Seule subsiste désormais la notion de conscience du danger que devait ou aurait dû avoir l’auteur de la faute, étant entendu que l’appréciation en est faite par les juges du fond en référence à ce qu’aurait dû connaître un professionnel avisé, c’est-à-dire « in abstracto ». Seule l’imprévisibilité, élément de la force majeure, pourrait donc délier l’employeur de son obligation de résultat
Par conséquent, la responsabilité de l’employeur en matière d’accident du travail-maladie professionnelle peut donc être engagée sans qu’il soit besoin pour la victime d’apporter la preuve d’une faute d’une exceptionnelle gravité de l’employeur ou que sa faute a été la cause déterminante de l’accident.
En clair, la simple constatation du manquement à l’obligation de sécurité suffit à engager la responsabilité de l’employeur. Mais encore faut-il que la victime apporte la preuve de l’existence de deux éléments :
– la conscience du danger qu’avait ou aurait dû avoir l’employeur (ou son préposé substitué) auquel il exposait ses salariés ;
– l’absence de mesures de prévention et de protection.
Etant précisé que la charge de cette preuve pèse sur le salarié victime ou sur ses ayants droit, le cas échéant.
L’actualité récente nous fait voir des illustrations, toujours plus poussées, de reconnaissance de la faute inexcusable de l’employeur.
C’est ainsi que le 10 mai 2010, la société Eurovia a été reconnue coupable dans « le procès du bitume ». Dans cette affaire, la société en question était poursuivie pour faute inexcusable par la famille d’un ouvrier du bitume décédé en 2008 d’un cancer de la peau.

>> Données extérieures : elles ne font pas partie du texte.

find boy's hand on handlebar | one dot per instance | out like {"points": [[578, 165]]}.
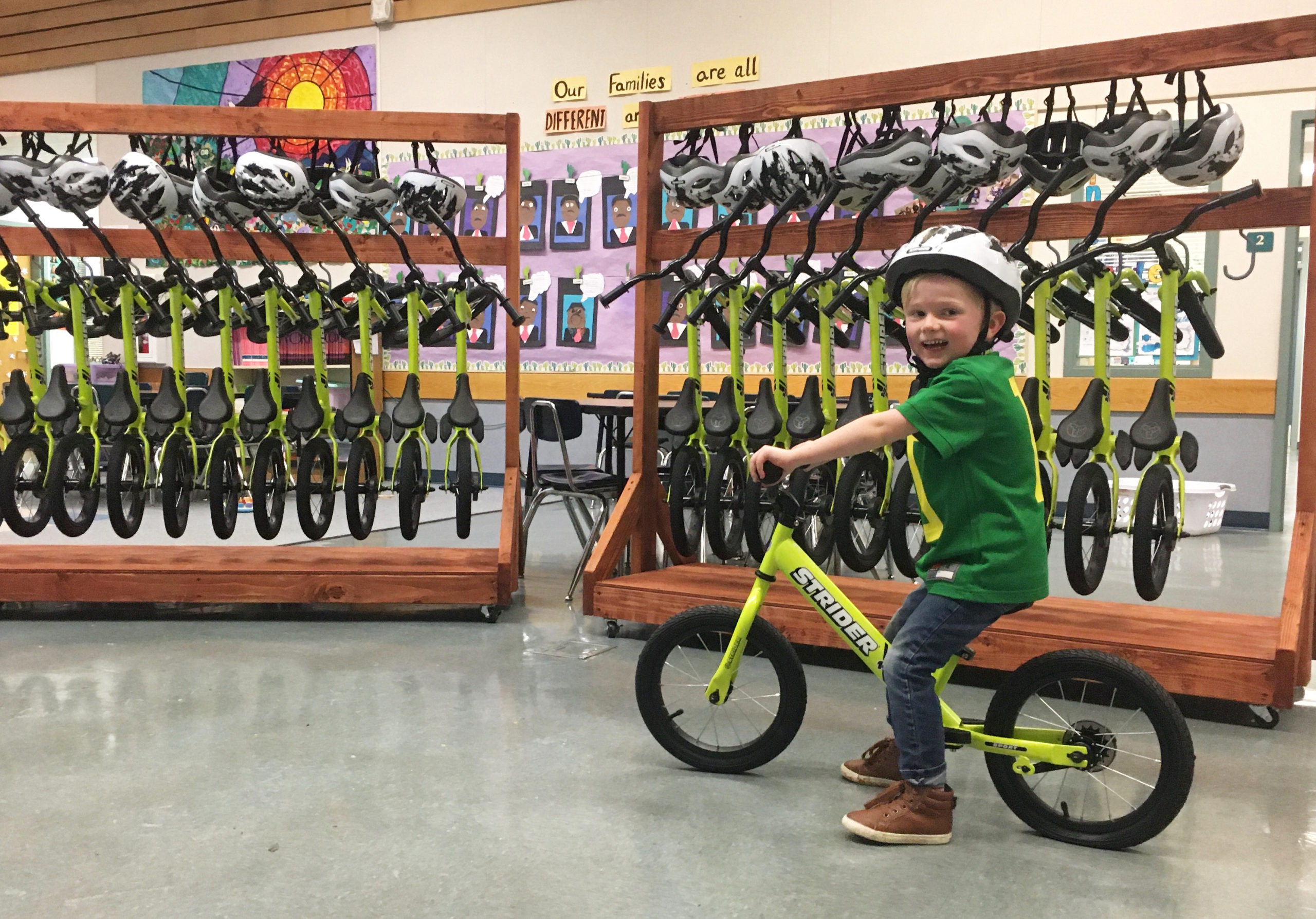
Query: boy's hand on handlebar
{"points": [[772, 455]]}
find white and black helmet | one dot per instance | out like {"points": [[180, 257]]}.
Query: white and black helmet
{"points": [[73, 184], [981, 153], [1120, 142], [790, 165], [216, 196], [1206, 151], [362, 198], [140, 182], [966, 253], [271, 182], [419, 191]]}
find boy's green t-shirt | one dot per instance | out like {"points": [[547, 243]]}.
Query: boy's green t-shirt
{"points": [[979, 488]]}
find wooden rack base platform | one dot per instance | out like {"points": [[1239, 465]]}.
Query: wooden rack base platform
{"points": [[1216, 655]]}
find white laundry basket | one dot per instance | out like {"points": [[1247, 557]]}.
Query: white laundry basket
{"points": [[1206, 504]]}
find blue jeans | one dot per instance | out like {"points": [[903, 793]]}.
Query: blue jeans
{"points": [[925, 631]]}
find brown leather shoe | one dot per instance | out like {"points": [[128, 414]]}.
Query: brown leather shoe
{"points": [[880, 765], [906, 814]]}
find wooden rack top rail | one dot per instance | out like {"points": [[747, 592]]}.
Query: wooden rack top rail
{"points": [[233, 121], [1135, 217], [1197, 49]]}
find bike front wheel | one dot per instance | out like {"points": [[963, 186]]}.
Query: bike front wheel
{"points": [[762, 711], [858, 519], [1140, 751], [125, 485], [269, 486]]}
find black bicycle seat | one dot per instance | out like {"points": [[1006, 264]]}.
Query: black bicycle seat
{"points": [[17, 406], [168, 407], [807, 420], [1082, 428], [723, 419], [462, 411], [259, 410], [1155, 428], [683, 418], [860, 405], [410, 412], [360, 410], [120, 408], [60, 401], [764, 419], [307, 415], [216, 407], [1031, 395]]}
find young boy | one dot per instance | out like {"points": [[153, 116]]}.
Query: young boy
{"points": [[981, 495]]}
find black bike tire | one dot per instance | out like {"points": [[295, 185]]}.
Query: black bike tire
{"points": [[1177, 753], [777, 650], [844, 514], [360, 502], [465, 488], [316, 526], [411, 490], [1085, 576], [177, 481], [267, 498], [1152, 555], [725, 542], [125, 501], [901, 516], [10, 461], [685, 462], [66, 523]]}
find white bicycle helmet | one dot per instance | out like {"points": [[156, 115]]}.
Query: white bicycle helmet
{"points": [[965, 253], [140, 181], [419, 191], [71, 184], [1120, 142], [216, 196], [1206, 151], [790, 165], [981, 153], [271, 182]]}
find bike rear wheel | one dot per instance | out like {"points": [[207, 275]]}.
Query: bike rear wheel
{"points": [[226, 485], [1140, 750], [1156, 531], [361, 488], [177, 478], [724, 514], [316, 476], [269, 486], [686, 498], [762, 711], [23, 485], [1087, 528], [74, 490], [857, 519]]}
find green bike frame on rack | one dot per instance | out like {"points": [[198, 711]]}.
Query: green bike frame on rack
{"points": [[724, 692]]}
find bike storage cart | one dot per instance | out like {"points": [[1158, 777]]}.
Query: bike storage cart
{"points": [[1252, 659], [358, 574]]}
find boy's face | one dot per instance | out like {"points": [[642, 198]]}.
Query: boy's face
{"points": [[944, 316]]}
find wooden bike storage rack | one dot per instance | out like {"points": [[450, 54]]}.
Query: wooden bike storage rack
{"points": [[277, 573], [1230, 656]]}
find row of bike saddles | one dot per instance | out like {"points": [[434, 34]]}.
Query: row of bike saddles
{"points": [[65, 445], [866, 504]]}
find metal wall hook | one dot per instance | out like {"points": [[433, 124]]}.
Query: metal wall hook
{"points": [[1252, 264]]}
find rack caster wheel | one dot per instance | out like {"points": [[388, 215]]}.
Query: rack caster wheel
{"points": [[1265, 717]]}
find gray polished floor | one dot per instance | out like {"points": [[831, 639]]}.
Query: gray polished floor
{"points": [[435, 767]]}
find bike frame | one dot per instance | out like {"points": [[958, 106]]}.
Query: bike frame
{"points": [[1028, 746]]}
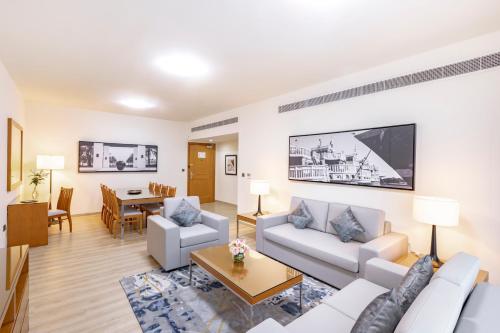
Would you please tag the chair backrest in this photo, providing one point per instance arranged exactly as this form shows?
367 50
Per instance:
165 189
64 201
158 189
113 202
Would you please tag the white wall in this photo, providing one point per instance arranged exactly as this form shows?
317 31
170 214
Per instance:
458 146
11 105
57 130
226 186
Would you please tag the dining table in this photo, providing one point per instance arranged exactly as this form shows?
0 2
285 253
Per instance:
142 196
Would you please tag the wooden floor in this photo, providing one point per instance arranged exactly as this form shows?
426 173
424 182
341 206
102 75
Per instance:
74 281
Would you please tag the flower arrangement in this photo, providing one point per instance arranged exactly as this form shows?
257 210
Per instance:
238 249
37 178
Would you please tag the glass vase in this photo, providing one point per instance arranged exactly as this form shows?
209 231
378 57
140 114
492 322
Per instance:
239 258
34 194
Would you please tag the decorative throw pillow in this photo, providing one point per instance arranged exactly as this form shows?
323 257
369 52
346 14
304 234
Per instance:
347 226
185 214
415 280
382 315
301 216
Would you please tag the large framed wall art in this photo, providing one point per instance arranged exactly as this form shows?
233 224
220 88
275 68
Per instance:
116 157
377 157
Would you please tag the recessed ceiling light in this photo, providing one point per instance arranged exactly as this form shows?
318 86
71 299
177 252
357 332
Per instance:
137 103
183 65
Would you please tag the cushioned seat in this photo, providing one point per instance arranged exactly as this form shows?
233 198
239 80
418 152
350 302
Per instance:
55 212
354 298
322 317
317 244
197 234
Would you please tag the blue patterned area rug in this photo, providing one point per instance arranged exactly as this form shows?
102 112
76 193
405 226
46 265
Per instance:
165 302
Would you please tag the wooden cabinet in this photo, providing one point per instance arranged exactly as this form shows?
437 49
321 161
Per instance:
27 223
14 289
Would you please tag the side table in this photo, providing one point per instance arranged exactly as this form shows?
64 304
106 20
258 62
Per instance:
246 218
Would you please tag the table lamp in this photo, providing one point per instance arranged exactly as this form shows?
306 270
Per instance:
50 162
437 212
259 187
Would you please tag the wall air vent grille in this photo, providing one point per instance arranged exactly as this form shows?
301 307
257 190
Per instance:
215 124
459 68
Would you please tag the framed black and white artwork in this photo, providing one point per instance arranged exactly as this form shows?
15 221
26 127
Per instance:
231 165
377 157
116 157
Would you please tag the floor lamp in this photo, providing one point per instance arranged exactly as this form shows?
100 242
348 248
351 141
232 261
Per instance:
436 212
259 187
50 162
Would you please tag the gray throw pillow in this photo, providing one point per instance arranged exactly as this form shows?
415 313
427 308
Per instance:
347 226
185 214
382 315
301 216
415 280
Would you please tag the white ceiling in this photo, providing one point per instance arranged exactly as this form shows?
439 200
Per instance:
88 53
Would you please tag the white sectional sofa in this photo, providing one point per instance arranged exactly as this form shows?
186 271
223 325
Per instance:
171 245
436 309
317 251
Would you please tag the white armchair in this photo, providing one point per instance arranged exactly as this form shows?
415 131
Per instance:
171 245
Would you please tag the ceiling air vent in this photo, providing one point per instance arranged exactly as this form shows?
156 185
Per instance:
215 124
459 68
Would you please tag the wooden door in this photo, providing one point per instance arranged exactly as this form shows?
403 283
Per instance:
201 171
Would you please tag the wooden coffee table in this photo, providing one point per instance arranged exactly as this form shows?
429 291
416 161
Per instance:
257 278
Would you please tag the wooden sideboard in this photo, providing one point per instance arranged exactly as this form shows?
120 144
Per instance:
14 289
27 223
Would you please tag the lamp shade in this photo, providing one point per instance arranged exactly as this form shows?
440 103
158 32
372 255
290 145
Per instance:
49 162
437 211
259 187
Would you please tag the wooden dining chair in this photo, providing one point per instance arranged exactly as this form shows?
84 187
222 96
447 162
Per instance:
63 211
131 215
108 208
171 191
103 208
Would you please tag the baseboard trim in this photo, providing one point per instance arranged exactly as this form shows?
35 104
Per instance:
85 214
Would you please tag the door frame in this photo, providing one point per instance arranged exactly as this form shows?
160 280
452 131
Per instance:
189 165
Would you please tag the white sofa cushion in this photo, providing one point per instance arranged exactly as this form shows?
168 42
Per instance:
480 314
321 319
170 205
318 209
317 244
461 269
197 234
372 220
436 309
354 298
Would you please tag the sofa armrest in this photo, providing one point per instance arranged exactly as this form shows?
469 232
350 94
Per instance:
163 241
267 326
390 246
385 273
267 221
217 222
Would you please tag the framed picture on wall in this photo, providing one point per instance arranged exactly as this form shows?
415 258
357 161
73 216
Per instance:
116 157
376 157
231 165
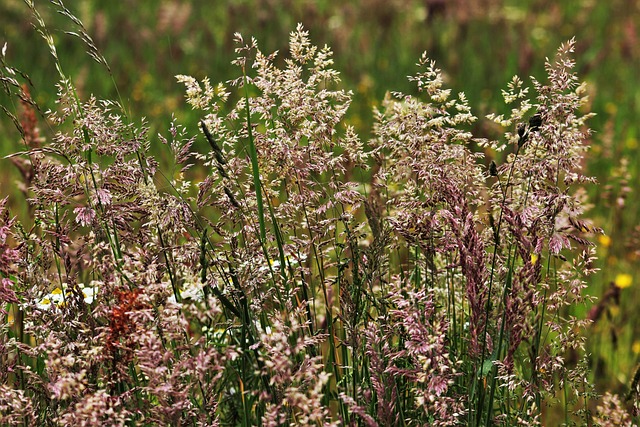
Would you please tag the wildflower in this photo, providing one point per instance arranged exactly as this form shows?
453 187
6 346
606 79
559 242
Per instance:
84 215
623 280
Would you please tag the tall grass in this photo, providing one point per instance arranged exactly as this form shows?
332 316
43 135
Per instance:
311 278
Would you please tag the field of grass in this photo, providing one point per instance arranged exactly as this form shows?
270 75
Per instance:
479 46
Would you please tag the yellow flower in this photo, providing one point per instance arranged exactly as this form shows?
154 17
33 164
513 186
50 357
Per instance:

Le TASS (tribunal des affaires de la sécurité sociale) « a pu trouver que la conjonction de projections, voire d’inhalations, du bitume avec les UV favorisait, soit le risque né des UV, soit le risque né du bitume« . Selon le tribunal, « il y a possibilité de catalysation de l’une sur l’autre« : il y a donc une « faute inexcusable de la part d’Eurovia« .
En l’espèce, c’est la première fois qu’un tribunal en France reconnaît qu’il existe un lien entre la maladie professionnelle de ce salarié, sa mort atroce, et les fumées cancérigènes toxiques dans le bitume étendu à 150 degrés sur les routes.
Cependant, le TASS ne peut être considéré comme ayant établi une jurisprudence mais, comme ayant proposé un début de jurisprudence car, ce dossier ne peut s’arrêter à un tribunal de premier degré.